Red Thread: On Mazes and Labyrinths (2021, Verso Books) by Catherine Higgins, p.23
A few hours later, sitting in the doctor’s surgery and hearing what he had found inside me with his snake-like scope, I entered the labyrinth of surgery, treatment and recovery, and the image of the labyrinth became, like a mise en abyme, a thread which guided me through it. A text on the wall of my exhibition describes this motif, along with the snake, a symbol that entered my work through my plans for a snake-like automaton that will play the flute, wound around it like the Rod of Asclepius, and that came to resonate with my experience of medicine as I grappled with the voluntary poisoning of chemotherapy:
Looking back over the last two years, I feel as though I am following threads through the labyrinth, with the strands of my own personal fate woven into my art and research. The labyrinth became one of the motifs to my experience, along with the bone flute, the most ancient musical instrument weʼve found, and the snake: the next symbol I intend to combine with the flute. The snake is a symbol for medicine, combining toxicity with the potential for renewal, as it sheds its skin and emerges anew.

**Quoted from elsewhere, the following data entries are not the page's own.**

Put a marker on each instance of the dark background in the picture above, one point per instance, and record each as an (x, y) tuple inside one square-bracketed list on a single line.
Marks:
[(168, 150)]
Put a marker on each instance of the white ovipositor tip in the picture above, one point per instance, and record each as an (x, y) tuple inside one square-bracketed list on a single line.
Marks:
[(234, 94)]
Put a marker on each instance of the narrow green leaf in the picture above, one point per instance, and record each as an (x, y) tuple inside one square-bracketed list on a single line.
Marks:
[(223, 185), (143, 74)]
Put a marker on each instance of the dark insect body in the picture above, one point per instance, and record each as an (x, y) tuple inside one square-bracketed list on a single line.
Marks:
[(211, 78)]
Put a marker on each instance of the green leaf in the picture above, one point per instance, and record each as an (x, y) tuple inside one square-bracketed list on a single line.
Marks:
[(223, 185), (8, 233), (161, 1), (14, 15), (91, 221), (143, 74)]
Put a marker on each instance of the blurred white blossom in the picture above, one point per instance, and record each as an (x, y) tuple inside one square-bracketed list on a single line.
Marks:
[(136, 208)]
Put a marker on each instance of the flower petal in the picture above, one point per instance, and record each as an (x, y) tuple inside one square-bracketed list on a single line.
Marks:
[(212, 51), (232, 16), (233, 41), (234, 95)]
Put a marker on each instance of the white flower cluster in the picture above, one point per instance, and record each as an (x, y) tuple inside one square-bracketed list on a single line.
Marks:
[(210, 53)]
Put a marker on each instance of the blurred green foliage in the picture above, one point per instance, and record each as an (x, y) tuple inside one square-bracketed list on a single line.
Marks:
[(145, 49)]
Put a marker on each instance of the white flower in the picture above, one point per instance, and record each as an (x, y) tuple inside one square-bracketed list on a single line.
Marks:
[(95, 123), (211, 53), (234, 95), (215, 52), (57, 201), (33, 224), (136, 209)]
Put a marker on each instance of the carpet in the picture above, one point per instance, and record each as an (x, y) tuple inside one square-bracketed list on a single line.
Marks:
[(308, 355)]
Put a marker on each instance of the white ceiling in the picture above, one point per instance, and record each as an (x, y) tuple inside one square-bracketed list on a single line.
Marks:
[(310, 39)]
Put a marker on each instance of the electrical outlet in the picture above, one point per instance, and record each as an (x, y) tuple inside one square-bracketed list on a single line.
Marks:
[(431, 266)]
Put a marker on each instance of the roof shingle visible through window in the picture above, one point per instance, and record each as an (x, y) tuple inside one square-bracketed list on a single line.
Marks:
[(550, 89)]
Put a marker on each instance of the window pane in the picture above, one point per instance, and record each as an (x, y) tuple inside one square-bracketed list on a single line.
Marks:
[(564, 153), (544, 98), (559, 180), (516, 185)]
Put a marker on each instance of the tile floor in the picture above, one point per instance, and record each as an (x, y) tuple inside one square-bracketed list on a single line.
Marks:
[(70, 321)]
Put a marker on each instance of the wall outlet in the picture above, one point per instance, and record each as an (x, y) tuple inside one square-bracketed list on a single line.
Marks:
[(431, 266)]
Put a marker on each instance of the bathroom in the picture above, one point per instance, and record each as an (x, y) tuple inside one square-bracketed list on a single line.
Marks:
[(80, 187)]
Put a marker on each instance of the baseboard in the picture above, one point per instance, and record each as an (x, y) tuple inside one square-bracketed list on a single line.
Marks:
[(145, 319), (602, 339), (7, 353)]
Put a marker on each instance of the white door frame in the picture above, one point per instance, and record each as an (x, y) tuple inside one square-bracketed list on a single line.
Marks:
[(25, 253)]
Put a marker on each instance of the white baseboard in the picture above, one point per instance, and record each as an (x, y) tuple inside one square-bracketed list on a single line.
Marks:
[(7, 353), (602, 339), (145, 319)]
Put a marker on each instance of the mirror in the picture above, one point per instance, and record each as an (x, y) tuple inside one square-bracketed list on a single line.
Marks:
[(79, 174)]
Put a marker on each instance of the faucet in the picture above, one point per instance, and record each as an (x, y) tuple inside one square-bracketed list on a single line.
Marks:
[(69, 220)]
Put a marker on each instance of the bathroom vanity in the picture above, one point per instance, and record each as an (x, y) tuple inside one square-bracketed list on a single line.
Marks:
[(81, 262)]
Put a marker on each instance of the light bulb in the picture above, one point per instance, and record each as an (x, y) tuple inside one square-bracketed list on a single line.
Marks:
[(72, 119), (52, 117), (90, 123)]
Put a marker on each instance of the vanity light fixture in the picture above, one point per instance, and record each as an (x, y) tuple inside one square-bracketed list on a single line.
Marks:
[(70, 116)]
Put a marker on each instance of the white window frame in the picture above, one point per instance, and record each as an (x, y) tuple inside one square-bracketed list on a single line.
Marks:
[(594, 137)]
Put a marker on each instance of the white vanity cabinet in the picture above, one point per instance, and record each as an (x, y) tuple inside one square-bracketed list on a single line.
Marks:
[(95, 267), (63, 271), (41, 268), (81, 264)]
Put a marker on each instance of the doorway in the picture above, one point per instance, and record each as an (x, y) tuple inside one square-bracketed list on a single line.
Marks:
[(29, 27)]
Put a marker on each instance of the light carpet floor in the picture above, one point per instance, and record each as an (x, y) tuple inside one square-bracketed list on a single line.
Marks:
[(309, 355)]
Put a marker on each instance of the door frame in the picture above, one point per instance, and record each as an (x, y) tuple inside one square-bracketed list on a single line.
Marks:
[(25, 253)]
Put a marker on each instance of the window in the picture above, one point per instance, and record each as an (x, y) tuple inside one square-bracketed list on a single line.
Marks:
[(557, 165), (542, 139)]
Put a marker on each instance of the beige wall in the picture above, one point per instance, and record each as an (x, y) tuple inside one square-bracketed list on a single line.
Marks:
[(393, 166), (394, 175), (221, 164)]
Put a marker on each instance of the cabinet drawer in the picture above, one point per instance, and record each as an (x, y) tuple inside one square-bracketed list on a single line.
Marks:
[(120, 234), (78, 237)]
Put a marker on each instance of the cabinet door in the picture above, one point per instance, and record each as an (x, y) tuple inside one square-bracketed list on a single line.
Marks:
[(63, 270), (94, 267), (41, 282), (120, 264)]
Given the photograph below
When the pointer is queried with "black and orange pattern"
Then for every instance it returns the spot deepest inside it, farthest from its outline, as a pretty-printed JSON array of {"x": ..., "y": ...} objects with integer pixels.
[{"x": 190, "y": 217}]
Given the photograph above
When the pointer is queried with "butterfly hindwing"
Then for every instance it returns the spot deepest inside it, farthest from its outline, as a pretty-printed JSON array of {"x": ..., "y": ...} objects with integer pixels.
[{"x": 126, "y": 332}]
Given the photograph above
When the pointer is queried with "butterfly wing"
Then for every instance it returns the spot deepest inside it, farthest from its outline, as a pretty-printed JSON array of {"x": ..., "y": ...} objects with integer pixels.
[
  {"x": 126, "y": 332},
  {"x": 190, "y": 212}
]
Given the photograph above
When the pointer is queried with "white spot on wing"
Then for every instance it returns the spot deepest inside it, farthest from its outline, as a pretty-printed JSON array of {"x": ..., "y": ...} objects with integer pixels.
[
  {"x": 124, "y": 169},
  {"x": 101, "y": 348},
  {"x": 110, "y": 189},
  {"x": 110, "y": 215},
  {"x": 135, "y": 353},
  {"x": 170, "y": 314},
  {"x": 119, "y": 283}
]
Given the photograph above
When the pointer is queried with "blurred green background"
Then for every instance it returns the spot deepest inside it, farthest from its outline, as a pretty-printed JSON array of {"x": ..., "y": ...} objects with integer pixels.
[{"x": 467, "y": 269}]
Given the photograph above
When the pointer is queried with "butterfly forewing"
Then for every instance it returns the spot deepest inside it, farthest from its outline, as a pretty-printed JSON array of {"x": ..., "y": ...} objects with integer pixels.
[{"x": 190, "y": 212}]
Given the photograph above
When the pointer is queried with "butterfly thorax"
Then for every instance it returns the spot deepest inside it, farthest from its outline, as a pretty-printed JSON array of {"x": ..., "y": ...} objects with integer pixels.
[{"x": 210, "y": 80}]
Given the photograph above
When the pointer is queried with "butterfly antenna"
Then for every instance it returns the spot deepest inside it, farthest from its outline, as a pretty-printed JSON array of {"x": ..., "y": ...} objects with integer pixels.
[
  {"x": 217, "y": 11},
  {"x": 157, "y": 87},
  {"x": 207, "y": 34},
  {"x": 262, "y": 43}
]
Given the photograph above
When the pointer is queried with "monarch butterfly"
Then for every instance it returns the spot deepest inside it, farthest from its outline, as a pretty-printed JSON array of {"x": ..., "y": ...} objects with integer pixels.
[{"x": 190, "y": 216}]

An extract from a wall text in my exhibition AIAIA
Coincidences lend themselves to stories. “The reason we respond positively to accounts of coincidence”, write the authors Martin Plimmer and Brian King in their book Beyond Coincidence (2019) “ever eager to give them the benefit of the doubt, is because they make such good stories. They have the resonance of myth and fairy tale, with their dramatic shifts of fortune, their spectacular life and death events and their many enchanted objects and preoccupations… a good coincidence story has the gravitas of Greek drama, the difference being that it is true” (p.5).
They describe here the pleasure for audiences in factual stories of coincidence. But before the story reaches an audience, it has meaning for the person experiencing the coincidence. In the real-life stories collected by Plimmer and King, “when coincidences resonate personally and intimately it becomes hard to dismiss them as mere chance, events that are slung together by the wind”. Whether or not the coincidences they experience “have a deeper meaning in any truly objective sense”, they carry meaning for the person perceiving and experiencing them, for whom they may produce “emotional catharses and transformations”. So it was for me. It felt meaningful that I should find myself brought deeper as a patient into the world I was researching and making art in, and I felt supported through a destabilising and frightening experience by the feeling that my experiences were contributing to a story, and to my work.